Configuring the TLS V1.3 security protocol

The following procedures enable you to configure the TLS V1.3 security protocol for HCL Workload Automation. If you want to configure your environment with the TLS V1.3 protocol, it is recommended to use a 4k-length certificate.

The configuration of the TLS V1.3 security protocol can be manually done on every component:

The configuration of the TLS V1.3 security protocol can only be set using custom certificates with RSA keys of at least 2K.

Dynamic agents

To enable the TLS V1.3 security protocol for dynamic agents you must open the <TWSDATA>/ITA/cpa/ita/ita.ini file and go to the ITA SSL section. Here you can set the security modifying the following keywords:
Enabling the TLS V1.3 security protocol exclusively
ssl version= TLSv1.3
ssl_ciphers=
Enabling the TLS V1.2 and TLS V1.3 security protocols
ssl version= atleast.TLSv1.2
ssl_ciphers=
where:
ssl_version
Specify the SSL version to be used. Supported values are:
  • atleast.TLSv1.0
  • atleast.TLSv1.1
  • atleast.TLSv1.2
  • atleast.TLSv1.3
where you specify the minimum version of the TLS protocol to be used. In this case, HCL Workload Automation uses the specified version of the protocol or a higher version, if supported.
  • max.TLSv1.0
  • max.TLSv1.1
  • max.TLSv1.2
  • max.TLSv1.3
where you specify the maximum version of the TLS protocol to be used. In this case, HCL Workload Automation uses the specified version of the protocol or a lower version.
  • TLSv1.0
  • TLSv1.1
  • TLSv1.2
  • TLSv1.3
where you specify the exact version of the TLS protocol to be used. In this case, HCL Workload Automation uses the specified version of the protocol.
ssl_ciphers
Define the ciphers that the workstation supports during an SSL connection.
If you want to use an OpenSSL cipher class, use the following command to find out the list of available classes: 
openssl ciphers

For a full list of supported ciphers, see SSL Ciphers and OpenSSL.
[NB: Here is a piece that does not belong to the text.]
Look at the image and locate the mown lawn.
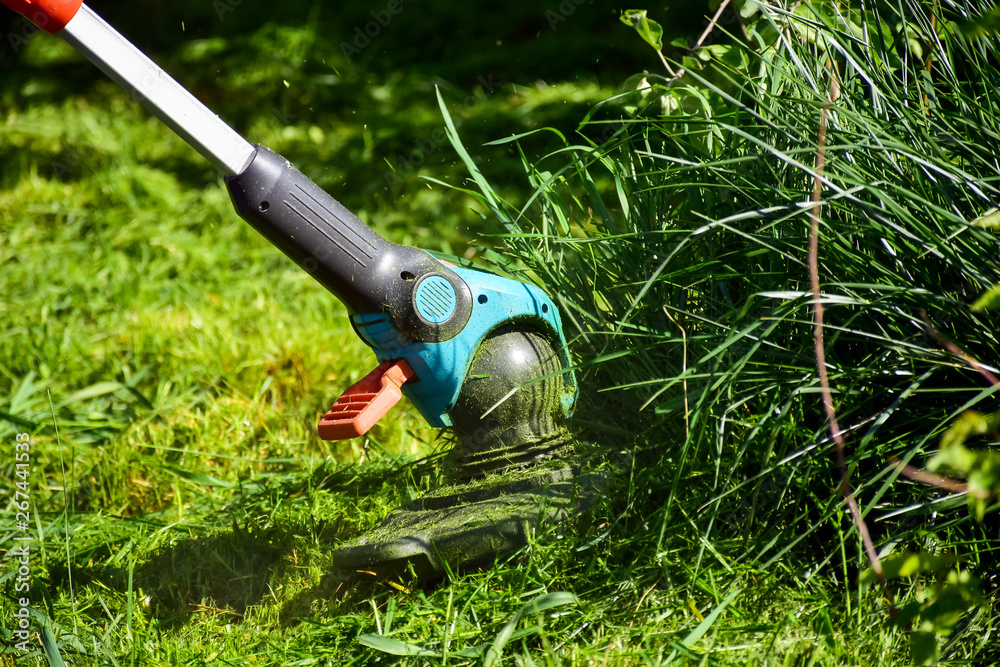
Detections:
[0,0,1000,665]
Note: The dynamic agents must be restarted after the modifications are completed.

Open Liberty

The following procedures must be repeated for every HCL Workload Automation component in the environment that has Open Liberty installed.

To enable the TLS V1.3 security protocol for Open Liberty you must copy the <TWA_INSTALL_FOLDER>/usr/servers/engineServer/configDropins/defaults/ssl_config.xml file and paste it in the following folders:
  • <TWA_INSTALL_FOLDER>/usr/servers/engineServer/configDropins/overrides
  • <DWC_INSTALL_FOLDER>/usr/servers/dwcServer/configDropins/overrides
You must then edit the ssl_config.xml file:
Enabling the TLS V1.3 security protocol exclusively
sslProtocol="TLSv1.3"
Enabling the TLS V1.2 and TLS V1.3 security protocols
sslProtocol="TLSv1.2,TLSv1.3"
No spaces can be used before or after the comma.
Note: Open Liberty must be restarted after the modifications are completed.

Native components and fault-tolerant agents

The following procedures must be repeated for every native component and fault-tolerant agents in the HCL Workload Automation environment.

To enable the TLS V1.3 security protocol for native components and fault-tolerant agents, you must open the <TWSDATA>/localopts file. Choose the procedure that applies to the kind of certificates you are using:
Opens SSL
Enabling the TLS V1.3 security protocol exclusively
Set the ssl version keyword as follows:
ssl version = TLSv1.3
Note: The native components and fault-tolerant agents must be restarted after the modifications are completed.